Pat Gelsinger, CEO of Intel, said the act may be “the most important piece of industrial policy” in the US since the second world war. It is designed to reverse a decline in the US share of global chip manufacturing to 10 per cent from 38 per cent in 1990.
However, the financial support from Washington is unlikely to stretch across all the giant projects already under construction or on the drawing board in the US.
“It’s not as big as everyone thinks,” said Pat Moorhead, a US chips analyst. With advanced chip manufacturing plants costing more than $10bn, the Department of Commerce, which will be responsible for deciding who gets the money, will face some difficult choices, he said.
The legislation includes $39bn over five years to support the construction of new fabs, with grants of up to $3bn for each project. Another $11bn is set aside for R&D, with $2bn for projects considered important by the Pentagon.
Intel alone hopes to secure $12bn of the construction grants, or nearly a third of the total, for two fabs under construction in Arizona and two more for which it is close to breaking ground in Ohio. Others who have been angling for the money include the two chipmakers that have leapfrogged Intel in recent years to master the most advanced, or “leading-edge”, chip making techniques — TSMC, which is building a $12bn fab in Arizona, and Samsung, which is working on a $17bn facility in Texas. Both plants are due to begin producing chips in 2024.
Although Congress has agreed to make the grants available to foreign companies, domestic chipmakers are lobbying hard to make sure the lion’s share of the money goes to American companies. An executive at one US chipmaker said that the commerce department should favour companies that carry out their R&D in the US and employ the largest number of workers there — things that would clearly favour American companies.
The commerce department has not yet revealed the application process or said how it will pick priorities for taxpayer support.
US officials must also decide how much of the money to allocate to the most expensive, “leading edge” fabs, which supply chips for demanding, high-volume uses like smartphones and PCs. That would mean throwing full support behind Intel, which lost its technological lead in global chip making to TSMC and Samsung and has been investing heavily to claw its way back.
On the same day that the House passed the Chips Act, Intel shocked Wall Street with a slump in its latest quarterly results and said it would cut its capital spending plans for this year by $4bn. However, it did not change longer-term plans for its advanced new fabs. The plants are central to the company’s goal of trying to compete head-on with TSMC by becoming a “foundry” that manufacturers chips on behalf of other companies rather than only to its own designs.

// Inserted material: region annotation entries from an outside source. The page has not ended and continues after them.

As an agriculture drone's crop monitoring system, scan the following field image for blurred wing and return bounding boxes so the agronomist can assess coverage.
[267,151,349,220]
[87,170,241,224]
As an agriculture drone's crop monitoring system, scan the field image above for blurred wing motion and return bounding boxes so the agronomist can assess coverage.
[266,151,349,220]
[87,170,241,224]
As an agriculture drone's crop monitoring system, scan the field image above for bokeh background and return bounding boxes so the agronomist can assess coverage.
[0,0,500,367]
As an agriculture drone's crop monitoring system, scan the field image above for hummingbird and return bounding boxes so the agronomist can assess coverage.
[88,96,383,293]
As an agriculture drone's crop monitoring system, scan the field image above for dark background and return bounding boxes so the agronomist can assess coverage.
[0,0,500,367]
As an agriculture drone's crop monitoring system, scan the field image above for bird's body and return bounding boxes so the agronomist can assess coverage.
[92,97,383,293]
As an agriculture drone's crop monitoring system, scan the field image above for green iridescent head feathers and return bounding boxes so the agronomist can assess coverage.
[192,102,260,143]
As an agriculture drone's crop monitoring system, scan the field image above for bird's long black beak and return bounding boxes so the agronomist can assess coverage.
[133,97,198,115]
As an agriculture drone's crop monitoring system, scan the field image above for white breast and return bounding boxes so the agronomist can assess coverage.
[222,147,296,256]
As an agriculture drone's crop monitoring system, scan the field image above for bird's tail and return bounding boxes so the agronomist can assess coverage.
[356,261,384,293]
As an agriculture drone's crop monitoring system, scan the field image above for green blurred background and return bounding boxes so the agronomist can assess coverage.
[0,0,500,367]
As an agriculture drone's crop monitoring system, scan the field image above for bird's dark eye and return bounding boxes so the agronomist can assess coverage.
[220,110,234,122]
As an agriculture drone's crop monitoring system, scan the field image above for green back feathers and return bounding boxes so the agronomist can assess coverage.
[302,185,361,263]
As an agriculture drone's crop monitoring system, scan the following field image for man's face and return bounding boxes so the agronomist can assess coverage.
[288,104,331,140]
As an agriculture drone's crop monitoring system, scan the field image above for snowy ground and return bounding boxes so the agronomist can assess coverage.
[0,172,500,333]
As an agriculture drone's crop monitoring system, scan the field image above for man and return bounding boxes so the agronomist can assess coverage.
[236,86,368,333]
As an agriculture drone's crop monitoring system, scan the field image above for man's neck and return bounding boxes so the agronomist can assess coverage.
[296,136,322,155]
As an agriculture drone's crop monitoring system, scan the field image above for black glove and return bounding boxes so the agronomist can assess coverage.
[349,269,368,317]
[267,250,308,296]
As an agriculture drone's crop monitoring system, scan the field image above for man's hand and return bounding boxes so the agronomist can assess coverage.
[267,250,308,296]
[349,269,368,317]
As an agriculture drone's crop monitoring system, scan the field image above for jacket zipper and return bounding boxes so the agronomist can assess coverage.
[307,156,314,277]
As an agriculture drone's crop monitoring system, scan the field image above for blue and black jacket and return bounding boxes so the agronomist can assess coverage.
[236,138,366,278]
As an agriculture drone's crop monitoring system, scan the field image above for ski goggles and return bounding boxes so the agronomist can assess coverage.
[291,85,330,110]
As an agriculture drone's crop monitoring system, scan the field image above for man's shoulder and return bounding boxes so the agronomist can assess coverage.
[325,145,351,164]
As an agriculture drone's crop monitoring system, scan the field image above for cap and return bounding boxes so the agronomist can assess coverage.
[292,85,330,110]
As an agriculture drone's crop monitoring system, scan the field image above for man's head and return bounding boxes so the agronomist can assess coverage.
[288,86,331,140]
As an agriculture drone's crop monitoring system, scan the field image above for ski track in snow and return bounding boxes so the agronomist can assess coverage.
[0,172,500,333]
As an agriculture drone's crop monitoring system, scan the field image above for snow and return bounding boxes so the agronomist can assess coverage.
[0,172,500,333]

The financial setback last week revived suggestions from some analysts that Intel should abandon its foundry ambitions to focus instead on shoring up its existing business. However, the company has argued that it needs to become a foundry to justify the escalating costs that come with each new generation of manufacturing technology, since its existing business is not big enough to require such large-scale fabs.
Others with big plans to boost US production include memory chipmaker Micron, which has earmarked $150bn for capital spending by 2031. The company has been waiting for the act to become law before giving the go-ahead to a big new plant that it expects will start production in the middle of this decade, according to CEO Sanjay Mehrotra. “It’s not about if these fabs will be built — it’s about where they will be built,” he said.
Memory and storage chips have grown to account for nearly a third of the semiconductor market and Micron has world-leading technology in this field, meaning that it is likely to be seen in the US as a strategic supplier needing extensive government support, said Moorhead.
TSMC is also angling for extensive support to justify its most significant attempt so far to put down roots in the US, where costs are higher than its home base. Chair Mark Liu said in June that the US plant was turning out to be “more costly” than TSMC had expected and that a shortage of chip manufacturing talent was causing the company problems.
Morris Chang, the TSMC founder, said earlier this year that the erosion of US chip manufacturing expertise over a number of decades had make it extremely hard for the country to regain global competitiveness. Speaking in an interview with the Brookings Institution, he said that had made the Chips Act “an expensive exercise in futility”.
While the US is under pressure to regain its edge in leading-edge chipmaking, the commerce department must also decide how much cash to set aside for older process technologies that still play a central role in many chip markets. Many industrial and car-making customers, as well as the Pentagon, use chips that are produced in lower volumes to their own specifications and which do not need to meet the most demanding low-power standards.
SkyWater Technology, a chip foundry based in Indiana, in July announced plans for a new $1.8bn fab to produce chips using older technology. Tom Sonderman, CEO, said the plant would support a wide range of industrial customers using facilities on US soil. The fab would only go ahead if it can win substantial official backing, with a third of the cost from Federal government and another third from state support, he added.